種目とは、「予選」「準決勝」「一般」などの、トーナメントにおけるレースの勝ち上がりの状態を示すものである。開催数が多い代表的な概定番組を選んでその各種目ごとに集計してみる。

A級10R制(102A98)
種目 レース数 落車率(%) 失格率(%)
全体 79870 5.51 4.31
初日 予選 15984 4.80 4.14
初日 選抜 7985 7.50 4.98
初日 特選 2660 6.50 3.68
2日目 一般 5335 3.51 3.75
2日目 選抜 5332 6.13 5.48
2日目 特選 7992 5.99 4.90
2日目 準決 7992 8.55 5.73
3日目 一般 5322 3.14 3.40
3日目 選抜B 2660 3.05 3.01
3日目 選抜A 2660 4.96 3.23
3日目 特選 7976 3.77 3.10
3日目 優秀 5314 5.44 4.22
3日目 決勝 2658 8.16 4.74

各種目で落車率が大きく異なっている。最大の準決は最低の選抜Bの8.55/3.05=2.8倍もある。大きく分けると、決勝進出の権利を争う種目は落車率が高く、敗者戦は低い。失格率も落車率と同様の傾向だ。

S級5R制(201595)
種目 レース数 落車率(%) 失格率(%)
全体 29495 9.12 5.55
初日 予選 5903 9.76 5.56
初日 特選 3933 7.55 4.58
2日目 一般 3932 7.50 4.93
2日目 準決 5897 14.06 7.99
3日目 一般 3932 5.75 4.09
3日目 選抜 1966 5.34 3.92
3日目 特選 1966 9.16 5.80
3日目 決勝 1966 9.31 5.75

ここでもA級10R制と同じ傾向で種目間の落車率の差は大きい。

S級記念(301B92)
種目 レース数 落車率(%) 失格率(%)
全体 9064 9.95 5.80
初日 一予選 1030 10.78 6.31
初日 選抜 618 12.46 6.80
初日 特選 618 9.39 5.18
2日目 一般 824 7.28 4.25
2日目 二予B 618 11.49 5.83
2日目 二予A 618 13.59 8.58
2日目 優秀 206 11.65 5.34
3日目 一般 618 6.31 3.88
3日目 選抜 412 9.47 5.83
3日目 特選 412 8.74 3.88
3日目 準決C 206 11.65 6.80
3日目 準決B 206 17.96 8.25
3日目 準決A 412 15.78 11.41
4日目 一般 824 5.83 3.76
4日目 選抜 412 5.58 3.64
4日目 特選 412 9.22 6.31
4日目 順決B 206 8.74 7.28
4日目 順決A 206 11.65 3.88
4日目 決勝 206 12.62 7.28

やはり同じ傾向だ。どの概定番組でも準決勝の落車、失格率が最大になっている。

G1全体

最後に特別競輪全体についての集計をしてみる。概定番組がたくさんあるので大雑把な分類にしている。

種目 レース数 落車率(%) 失格率(%)
全体 1899 13.01 8.79
予選 648 15.28 8.80
準決 115 20.00 12.17
決勝 36 27.78 16.67
敗戦 916 10.26 8.08

他と同じく種目間で差が大きいことを示している。特別の準決、決勝の落車、失格は非常に多い。

まとめ

以上の集計結果の傾向をまとめると

  • バンク長や天候など外部環境の要因の落車率への影響は小さい。
  • 級、開催グレードが上位、すなわち強い選手が集まるレースほど落車率は高い。
  • 種目による落車率の違いは非常に大きく、A級からG1まで全てのトーナメントでこの傾向が見られる。

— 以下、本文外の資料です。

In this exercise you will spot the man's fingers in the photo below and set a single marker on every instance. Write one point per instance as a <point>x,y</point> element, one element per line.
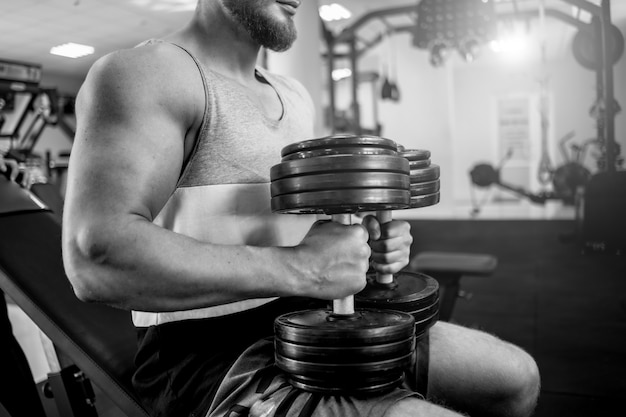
<point>262,408</point>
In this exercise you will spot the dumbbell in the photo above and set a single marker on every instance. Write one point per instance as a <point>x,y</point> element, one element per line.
<point>412,292</point>
<point>343,349</point>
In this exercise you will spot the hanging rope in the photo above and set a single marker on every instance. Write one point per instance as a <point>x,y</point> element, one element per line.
<point>545,170</point>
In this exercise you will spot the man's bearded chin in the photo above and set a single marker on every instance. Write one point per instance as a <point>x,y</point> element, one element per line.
<point>263,28</point>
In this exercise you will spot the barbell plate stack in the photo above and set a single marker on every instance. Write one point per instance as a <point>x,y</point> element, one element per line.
<point>339,163</point>
<point>415,154</point>
<point>430,173</point>
<point>344,150</point>
<point>425,188</point>
<point>421,201</point>
<point>340,141</point>
<point>339,181</point>
<point>342,201</point>
<point>415,165</point>
<point>366,352</point>
<point>411,292</point>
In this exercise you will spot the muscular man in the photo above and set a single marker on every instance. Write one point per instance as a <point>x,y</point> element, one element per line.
<point>167,214</point>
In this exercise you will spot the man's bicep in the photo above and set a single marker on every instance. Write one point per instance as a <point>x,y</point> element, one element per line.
<point>128,149</point>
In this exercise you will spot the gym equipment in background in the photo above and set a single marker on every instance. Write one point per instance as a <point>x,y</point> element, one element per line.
<point>566,179</point>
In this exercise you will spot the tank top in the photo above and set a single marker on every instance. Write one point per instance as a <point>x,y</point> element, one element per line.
<point>223,193</point>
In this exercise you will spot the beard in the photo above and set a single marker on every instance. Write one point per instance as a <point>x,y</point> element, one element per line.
<point>263,28</point>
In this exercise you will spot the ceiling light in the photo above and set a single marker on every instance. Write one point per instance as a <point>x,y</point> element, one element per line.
<point>341,73</point>
<point>72,50</point>
<point>334,11</point>
<point>167,5</point>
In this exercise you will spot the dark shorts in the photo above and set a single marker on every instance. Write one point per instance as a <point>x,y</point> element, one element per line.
<point>222,366</point>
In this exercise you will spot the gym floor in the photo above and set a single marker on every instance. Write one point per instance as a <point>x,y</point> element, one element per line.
<point>566,308</point>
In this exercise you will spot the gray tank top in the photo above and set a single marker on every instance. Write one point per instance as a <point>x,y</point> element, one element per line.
<point>223,194</point>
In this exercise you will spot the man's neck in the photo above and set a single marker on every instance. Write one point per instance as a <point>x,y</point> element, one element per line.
<point>220,44</point>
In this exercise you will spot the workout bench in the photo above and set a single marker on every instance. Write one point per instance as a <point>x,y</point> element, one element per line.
<point>94,342</point>
<point>448,268</point>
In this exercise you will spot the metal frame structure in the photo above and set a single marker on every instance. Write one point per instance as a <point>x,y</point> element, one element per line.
<point>600,26</point>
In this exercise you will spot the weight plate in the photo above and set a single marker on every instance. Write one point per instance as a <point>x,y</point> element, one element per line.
<point>356,369</point>
<point>342,180</point>
<point>335,141</point>
<point>424,200</point>
<point>409,291</point>
<point>415,154</point>
<point>341,354</point>
<point>352,386</point>
<point>423,188</point>
<point>341,201</point>
<point>339,163</point>
<point>343,150</point>
<point>413,165</point>
<point>425,324</point>
<point>430,173</point>
<point>320,327</point>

なお、失格率は落車率と相関が強く、失格率についても上の傾向がある。

考察

種目が落車に影響を与える理由として、選手は高い報酬を得るために失格落車する危険を敢えておかしている、という仮説が考えられる。以下詳しく説明する。

選手はレースにおいていくつかの戦略を取ることができる。そして、それぞれの戦略を取ったとき期待できる着を見積もることができるとする。従って、それらの戦略の中から最も良い着が取れそうな戦略を選ぶことができる。しかし、各戦略には失格または落車する危険性もあるのでそれも考慮しないといけない。ある戦略を取ったとき、それで期待できる着によって得られる報酬と失格落車して得られる負の報酬を合計したものがその戦略の全体の報酬の期待値となる。着による報酬が大きいレースでは失格落車の可能性による損失が割合として小さくなるので、失格落車する確率が大きい戦略であっても最も良い戦略になることが十分可能だ。逆に、着による報酬が小さいと、失格落車による損失が重要になりその危険を回避する戦略が最も良い場合が多くなる。

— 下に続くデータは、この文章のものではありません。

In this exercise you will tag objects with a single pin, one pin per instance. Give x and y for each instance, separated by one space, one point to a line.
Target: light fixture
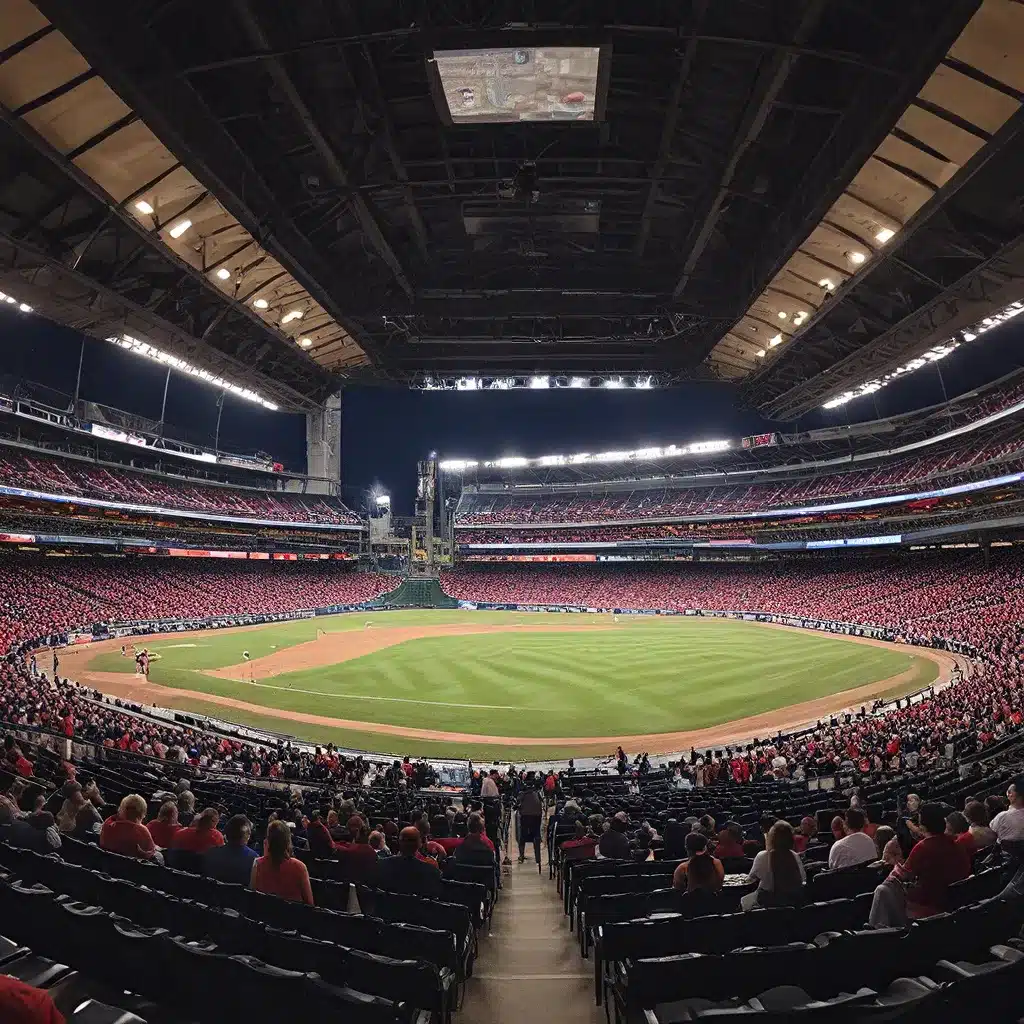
166 359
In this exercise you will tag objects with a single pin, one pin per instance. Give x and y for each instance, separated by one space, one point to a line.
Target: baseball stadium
676 673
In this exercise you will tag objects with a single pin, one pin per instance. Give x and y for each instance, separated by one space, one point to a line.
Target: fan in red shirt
20 1004
201 835
125 833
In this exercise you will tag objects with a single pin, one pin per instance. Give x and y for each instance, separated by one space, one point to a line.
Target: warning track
334 647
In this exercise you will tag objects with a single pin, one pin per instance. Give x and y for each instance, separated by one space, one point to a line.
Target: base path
117 684
332 648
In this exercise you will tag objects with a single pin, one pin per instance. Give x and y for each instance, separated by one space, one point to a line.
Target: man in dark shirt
409 872
233 860
613 845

あるレースの着によって得られる報酬とは、具体的には、賞金、競走得点、上位レースへ進出する権利の三つを総合したものである。そのレースの概定番組-種目はこの三つを指定している。よって種目の違いが選手の取る戦略を変化させ、失格落車の発生確率の差を生むことになる。

具体的な状況で説明しよう。あるレースで追い込み選手Aは目標となる先行選手がいなかった。Aが取りうる戦略は、空いている弱い先行選手の3番手を周るか、強い先行選手の番手で競るかの二つがある。Aは競った方が良い着を期待できると思ったが、3番手を周る方を選んだ。なぜなら、このレースは最終日の一般戦で良い着を取っても大した賞金も得られず、競ることで生じる失格したり自ら落車したりする危険に見合わないと最終的に判断したからだ。もしそのレースが準決勝だったらAは競る方を選択していた。準決なら賞金も点数も高いし何よりさらに上の報酬が期待できる決勝に進出する権利を得られるので、失格落車のリスクを取る価値があると判断できる。

また、あるレースの最終周回4コーナーで選手Bは3番手に付けていた。前を抜く脚は残っていたが外に他の選手がいて車を外に持ち出せない。このときBの取る戦略は、そのまま走って何とか3着を確保するか、強引に外の選手を持ち上げてコースを開けて抜きにいく二つがある。どちらの戦略を取るかは先の例と同じで、報酬の高いレースなら失格落車の危険をおかして抜きにいき、そうでないなら無難にそのまま付いていく。

級、グレードが上位のレース程、落車が多い傾向もこの説で簡単に説明できる。上位のレース程、報酬が大きいので、選手はより大きい失格落車リスクを取ることが最適な戦略になりやすいからだ。

この仮説はここに示した統計データだけで十分に実証できたとは言えないだろう。しかし、これ以外に種目による大きな落車率の違いを説明する説を思い付かない。私は個人的には正しいと思っている。

この説によると、失格、落車が起こる主な原因は、選手が誤りを犯すことではなく、選手がより高い報酬を得るために確信的に取るリスクとなる。そして、選手にとってそのリスクを取ることは合理的で正しい戦略なのだ。このことは落車を制御する競技規則を決める上で非常に重要になる。